No próximo post analisaremos o temor do Senhor positivamente.
[1]Cf. Mt 28.4.
[2] “A única coisa que, segundo a autoridade de Paulo, realmente merece ser denominada de conhecimento é aquela que nos instrui na confiança e no temor de Deus, ou seja, na piedade” (João Calvino, As Pastorais, São Paulo: Paracletos,1998, (1Tm 6.20), p. 187). “Quem quer que deseje crescer na fé deve também ser diligente em progredir no temor do Senhor” (João Calvino, O Livro dos Salmos, São Paulo: Paracletos, 1999, v. 1, (Sl 25.14), p. 557).
[3] W. Mundle, Medo: In: Colin Brown, ed. ger. Novo Dicionário Internacional de Teologia do Novo Testamento, São Paulo: Vida Nova, 1981-1983, v. 3, p. 147.
[4] “Não existe incompatibilidade entre amor e obediência; pois na vida verdadeiramente santificada existe a obediência em amor e o amor obediente” (Ernest Kevan, A Lei Moral, São Paulo: Editora Os Puritanos, 2000, p. 9).

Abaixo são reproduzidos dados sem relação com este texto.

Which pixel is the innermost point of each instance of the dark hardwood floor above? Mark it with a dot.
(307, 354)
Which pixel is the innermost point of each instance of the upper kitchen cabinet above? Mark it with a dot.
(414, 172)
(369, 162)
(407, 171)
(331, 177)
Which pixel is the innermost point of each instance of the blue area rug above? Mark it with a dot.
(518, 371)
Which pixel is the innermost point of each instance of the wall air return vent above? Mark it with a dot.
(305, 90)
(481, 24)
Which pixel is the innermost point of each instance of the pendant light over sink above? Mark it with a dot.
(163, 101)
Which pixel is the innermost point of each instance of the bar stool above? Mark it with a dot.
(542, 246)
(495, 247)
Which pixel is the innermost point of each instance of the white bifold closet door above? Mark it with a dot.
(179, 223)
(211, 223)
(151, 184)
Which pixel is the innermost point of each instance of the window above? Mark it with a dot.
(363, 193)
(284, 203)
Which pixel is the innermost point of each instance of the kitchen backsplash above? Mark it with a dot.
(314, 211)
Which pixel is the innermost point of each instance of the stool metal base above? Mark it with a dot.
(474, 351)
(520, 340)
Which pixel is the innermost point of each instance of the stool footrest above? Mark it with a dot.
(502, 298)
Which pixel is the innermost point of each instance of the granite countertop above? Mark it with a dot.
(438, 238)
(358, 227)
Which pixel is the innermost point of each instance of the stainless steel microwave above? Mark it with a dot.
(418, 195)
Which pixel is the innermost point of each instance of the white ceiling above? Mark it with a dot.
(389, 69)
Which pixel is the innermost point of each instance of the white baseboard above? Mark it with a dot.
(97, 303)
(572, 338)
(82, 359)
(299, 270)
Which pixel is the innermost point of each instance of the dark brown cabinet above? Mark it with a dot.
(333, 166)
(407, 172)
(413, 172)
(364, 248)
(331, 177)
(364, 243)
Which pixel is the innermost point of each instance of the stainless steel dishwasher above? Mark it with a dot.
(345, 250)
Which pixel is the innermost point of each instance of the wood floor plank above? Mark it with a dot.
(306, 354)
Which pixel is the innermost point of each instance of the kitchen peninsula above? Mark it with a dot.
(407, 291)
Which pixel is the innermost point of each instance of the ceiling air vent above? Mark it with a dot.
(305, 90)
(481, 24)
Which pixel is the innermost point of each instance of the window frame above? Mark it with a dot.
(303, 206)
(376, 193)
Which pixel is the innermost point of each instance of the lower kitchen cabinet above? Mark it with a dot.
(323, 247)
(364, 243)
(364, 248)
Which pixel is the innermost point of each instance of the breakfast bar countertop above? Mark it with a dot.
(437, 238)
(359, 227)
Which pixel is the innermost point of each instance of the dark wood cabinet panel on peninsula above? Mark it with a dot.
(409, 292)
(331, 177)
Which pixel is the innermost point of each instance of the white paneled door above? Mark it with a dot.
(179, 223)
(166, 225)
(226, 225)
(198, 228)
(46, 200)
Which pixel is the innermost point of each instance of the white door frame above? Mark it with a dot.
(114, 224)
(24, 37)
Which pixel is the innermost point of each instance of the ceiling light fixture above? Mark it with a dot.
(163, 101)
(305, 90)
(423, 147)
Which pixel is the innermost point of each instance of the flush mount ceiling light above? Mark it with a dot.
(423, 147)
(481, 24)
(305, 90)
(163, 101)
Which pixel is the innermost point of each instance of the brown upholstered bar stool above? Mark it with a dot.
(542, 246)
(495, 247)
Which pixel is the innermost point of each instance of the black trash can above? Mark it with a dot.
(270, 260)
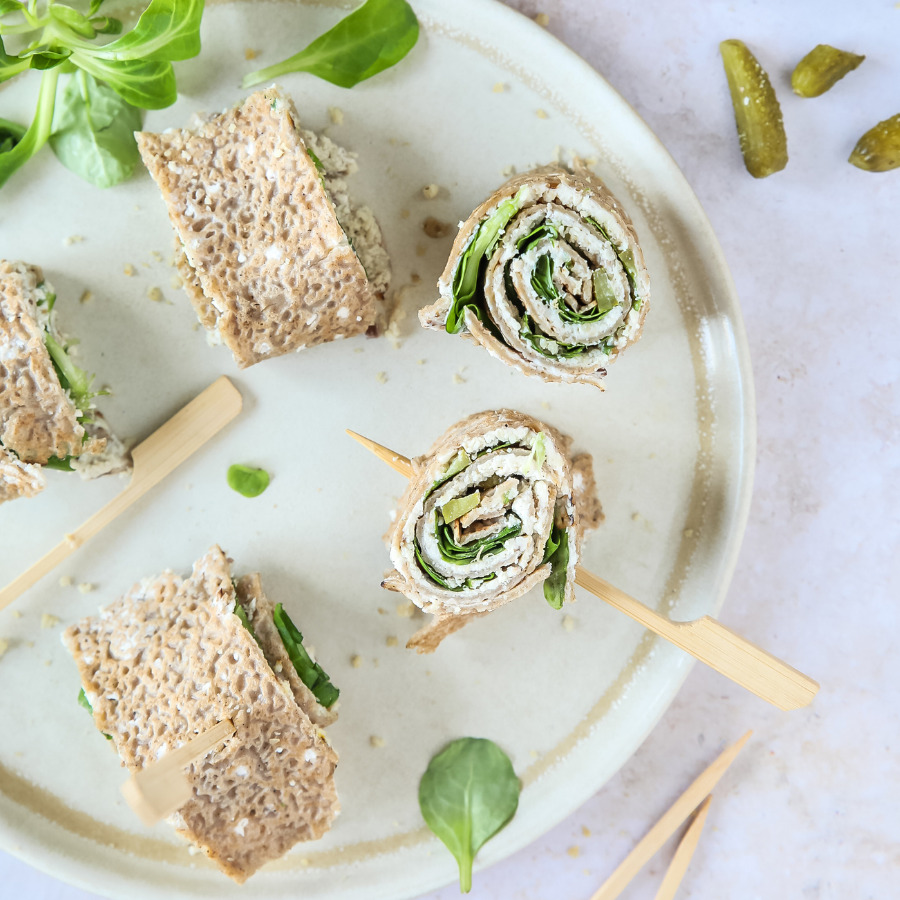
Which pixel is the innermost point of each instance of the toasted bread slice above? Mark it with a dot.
(273, 269)
(260, 610)
(171, 659)
(37, 419)
(18, 479)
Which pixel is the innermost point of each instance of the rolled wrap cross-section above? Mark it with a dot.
(548, 276)
(495, 508)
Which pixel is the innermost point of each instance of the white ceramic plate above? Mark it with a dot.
(672, 440)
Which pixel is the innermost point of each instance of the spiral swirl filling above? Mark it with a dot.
(550, 280)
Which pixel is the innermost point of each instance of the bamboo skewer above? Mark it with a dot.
(670, 822)
(161, 788)
(683, 853)
(705, 639)
(154, 458)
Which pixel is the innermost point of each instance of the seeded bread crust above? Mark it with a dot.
(260, 609)
(18, 479)
(37, 420)
(271, 260)
(170, 659)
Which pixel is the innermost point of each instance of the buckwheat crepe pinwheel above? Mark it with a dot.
(548, 276)
(497, 507)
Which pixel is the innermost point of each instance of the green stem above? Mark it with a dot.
(38, 131)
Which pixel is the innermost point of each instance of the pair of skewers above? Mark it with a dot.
(161, 788)
(189, 429)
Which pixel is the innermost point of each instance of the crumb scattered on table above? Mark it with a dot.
(435, 228)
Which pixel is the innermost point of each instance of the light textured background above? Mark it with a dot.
(810, 810)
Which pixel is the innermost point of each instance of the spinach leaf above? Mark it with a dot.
(545, 229)
(311, 674)
(166, 30)
(94, 135)
(465, 553)
(11, 65)
(61, 465)
(149, 84)
(241, 613)
(73, 19)
(555, 585)
(72, 378)
(535, 337)
(83, 701)
(246, 480)
(37, 133)
(10, 134)
(372, 38)
(468, 793)
(469, 269)
(542, 279)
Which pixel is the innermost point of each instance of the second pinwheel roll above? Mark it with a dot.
(496, 508)
(547, 274)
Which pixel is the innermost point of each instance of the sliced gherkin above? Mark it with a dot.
(878, 150)
(821, 69)
(457, 507)
(756, 111)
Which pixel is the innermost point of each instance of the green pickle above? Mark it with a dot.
(756, 111)
(821, 69)
(878, 150)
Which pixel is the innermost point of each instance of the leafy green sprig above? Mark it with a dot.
(91, 127)
(369, 40)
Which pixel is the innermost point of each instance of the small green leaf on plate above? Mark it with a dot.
(468, 793)
(247, 480)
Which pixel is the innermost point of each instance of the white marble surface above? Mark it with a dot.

[5] “Se um genuíno conhecimento de Deus habita os nossos corações, seguir-se-á inevitavelmente que seremos conduzidos a reverenciá-lo e a temê-lo. Não é possível ter genuíno conhecimento de Deus exceto pelo prisma de sua majestade. É desse fator que nasce o desejo de servi-lo, e daqui sucede que toda a vida é direcionada para ele como seu supremo alvo” (João Calvino, Exposição de Hebreus, São Paulo: Paracletos, 1997, (Hb 11.6), p. 306).
[6]Conforme já citamos, “O sentido predominante de pesha’ é o de rebelião contra a Lei e a Aliança de Deus, e, por conseguinte, o termo é um substantivo coletivo que denota a totalidade de iniquidades e um relacionamento fraturado”. (G. Herbert Livingston, Pesha’: In: R. Laird Harris, et. al., eds. Dicionário Internacional de Teologia do Antigo Testamento, São Paulo: Vida Nova, 1998, p. 1247).
[7](pahad) pode ser considerado um sinônimo poético de (yare’) (Cf. Andrew Bowling, Pahad: In: R. Laird Harris, et. al., eds. Dicionário Internacional de Teologia do Antigo Testamento, São Paulo: Vida Nova, 1998, p. 1209).
[8] Cf. B.B. Warfield, O Plano da Salvação, Brasília, DF.: Monergismo, 2019, p. 12-13.
[9] Veja-se: John M. Frame, A Doutrina de Deus, São Paulo: Cultura Cristã, 2013, p. 94-103.